2034 ist Philipp Hänggis Arbeit getan. Dann wird in Mühleberg bei Bern nichts mehr zu sehen sein vom Atomkraftwerk, das über fünfzig Jahre dort stand. ­Philipp Hänggi, ein promovierter Physiker, ist bei der BKW verantwortlich für die Still­legung der Anlage. «Dass dieses Kernkraftwerk im Zeitplan und zu vernünftigen Kosten rückgebaut werden kann, ist ein Beweis, den ich gerne erbringe»,
begründet der langjährige Nuklearexperte die Motiva­tion für seine Arbeit.
Das Kernkraftwerk Mühleberg – in Betrieb seit 1972 – ist eine Standardanlage. Deswegen können Philipp Hänggi und seine Mitarbeitenden von Rückbau­erfahrungen im Ausland profitieren. Nach dem Ende der ­Stromproduktion werden die Brennelemente aus dem Reaktor entfernt und bis 2024 ins ­Zwischenlager Würenlingen gebracht. Damit werden bereits 98 Prozent der Radioaktivität aus dem Atomkraftwerk entfernt sein. Vom übrigen Material sind 92 Prozent normaler Bauschutt. Von den restlichen 8 Prozent können drei Viertel gereinigt werden. So verbleiben am Schluss nur 2 Prozent des Gesamtmaterials als radioaktiver Abfall, der nach ­Würenlingen kommt. Gemäss Planung der BKW ist Mühleberg nach 2030 frei von Radioaktivität. Ab 2034 kann hier etwas Neues entstehen.

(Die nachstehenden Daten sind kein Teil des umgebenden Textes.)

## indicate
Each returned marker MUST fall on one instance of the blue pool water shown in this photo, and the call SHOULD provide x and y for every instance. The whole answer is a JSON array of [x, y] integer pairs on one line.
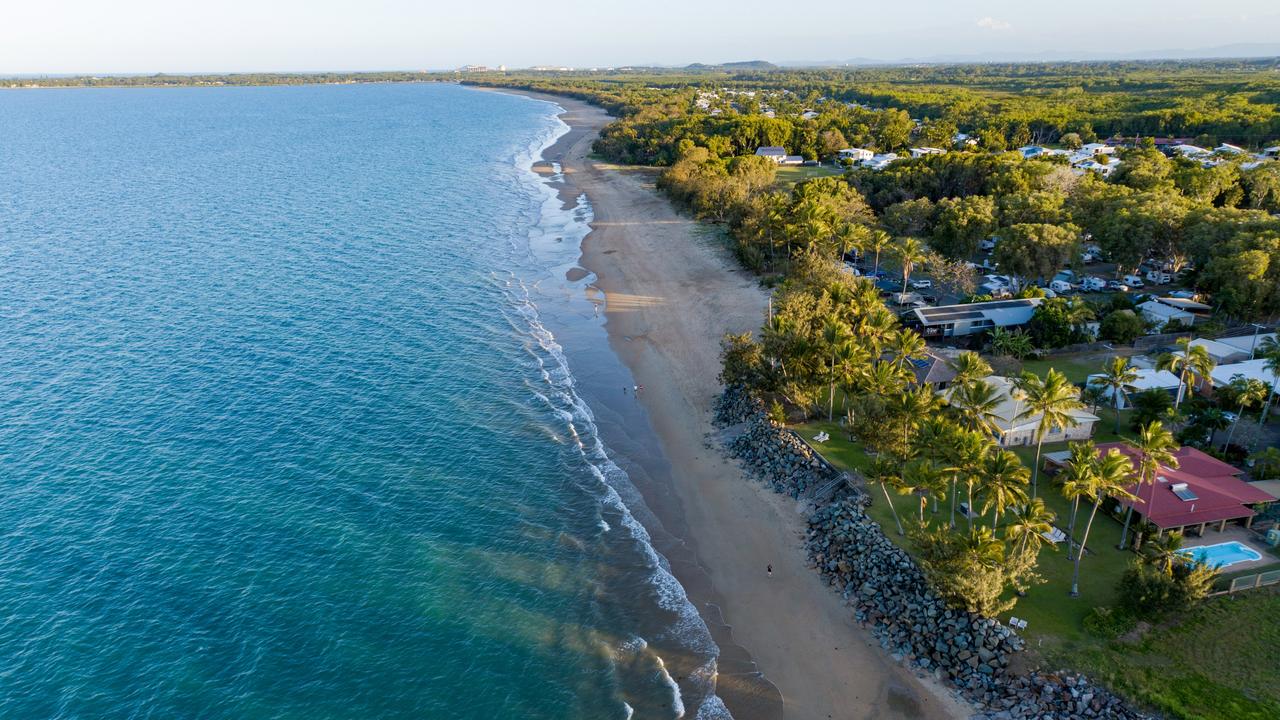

«Gebäuden, die Energie sparen, gehört die Zukunft.»
Ana Stojanovic, Forschung und Entwicklung, nexAero

Noch arbeitet Ana Stojanovic in einem kleinen Labor. Doch sie hat Grosses vor: Gebäude endlich energieeffizient machen. Diese verschwenden hierzulande bis zu zwei Drittel der Heizenergie – durch schlechte Isolation. Das will das Start-up «nexAero» ändern. Ana Stojanovic hat dort ein altes Wundermittel weiterentwickelt: Aerogel, ein poröses Material, das rund doppelt so gut dämmt wie konventionelle Materialien. Dadurch kann Aerogel sehr dünn aufgetragen werden – ein Vorteil, wenn historische Fassaden erhalten oder teure Wohnflächen maximal genutzt werden müssen. Bis jetzt ist Aerogel teuer. Doch der Produk­tionsprozess, den Ana Stojanovic und ihre Kollegen entwickelt haben, braucht weniger Lösungsmittel, ist schneller und halbiert so die Kosten. Als die Chemikerin 2009 für ihr Doktorat an die Universität Zürich gekommen ist, hat sie ihren jetzigen Chef und Gründer von nex­Aero, Matthias Köbel, kennengelernt. «Unsere ersten Materialproben haben wir in einem Bierfass hergestellt», erinnert sie sich. Heute entwickeln sie die Anlage eines internationalen Chemiekonzerns. Der verspricht sich viel: Aerogel isoliert auch Pipelines oder Batterien von Elektroautos. Ana Stojanovic wünscht sich hingegen mehr Zukunftsgebäude. Die sehen nicht anders aus als heute, verschwenden aber keine Energie.
«Das Stromnetz soll leistungsfähig bleiben. Und bezahlbar.»
Stephan Koch, CEO Adaptricity

Ohne die Erneuerbaren gäbe es Stephan Kochs Idee nicht; doch mit ihr lässt sich beim Ausbau der erneuerbaren Energien viel Geld sparen. Deshalb hat er im Anschluss an sein Doktorat an der ETH Zürich mit zwei Mitstreitern «Adaptricity» gegründet. Die Herausforderung, die das junge Team lösen will: das Stromnetz mit den erneuerbaren Energien nicht zu überfordern, aber auch nicht massiv und flächendeckend auszubauen. -Adaptricity berät Stromversorger, die ihr Netz fit für die Zukunft machen wollen, mit einer Software, die das Stromnetz und die Haushalte darin simuliert. So wird die kostspielige Netzinfrastruktur nur dort ausgebaut, wo unbedingt nötig. Schon während des Studiums hat sich der Regelungs-technik-ingenieur mit dem Stromnetz und der Rolle der erneuerbaren Energien darin beschäftigt. Zwei Dinge hat er erkannt: «Der Anteil von Solar-, Wind- und Wasserkraft wird steigen. Und das Stromnetz muss ‹intelligent› werden, wenn an die Stelle von wenigen grossen, zentralen viele kleine, dezentrale Energieerzeuger treten.» Denn diese beanspruchen das Netz, das stabil bleiben muss. Die Stromzukunft der Schweiz sieht Stephan Koch als Mosaik aus dezentralen Stromquellen und -speichern, Grosswasserkraft und einem intelligenten, grenzübergreifenden Netz, das alles zusammenhält. Nur eines bleibt, davon ist er überzeugt: bezahlbare Preise für die Endverbraucher.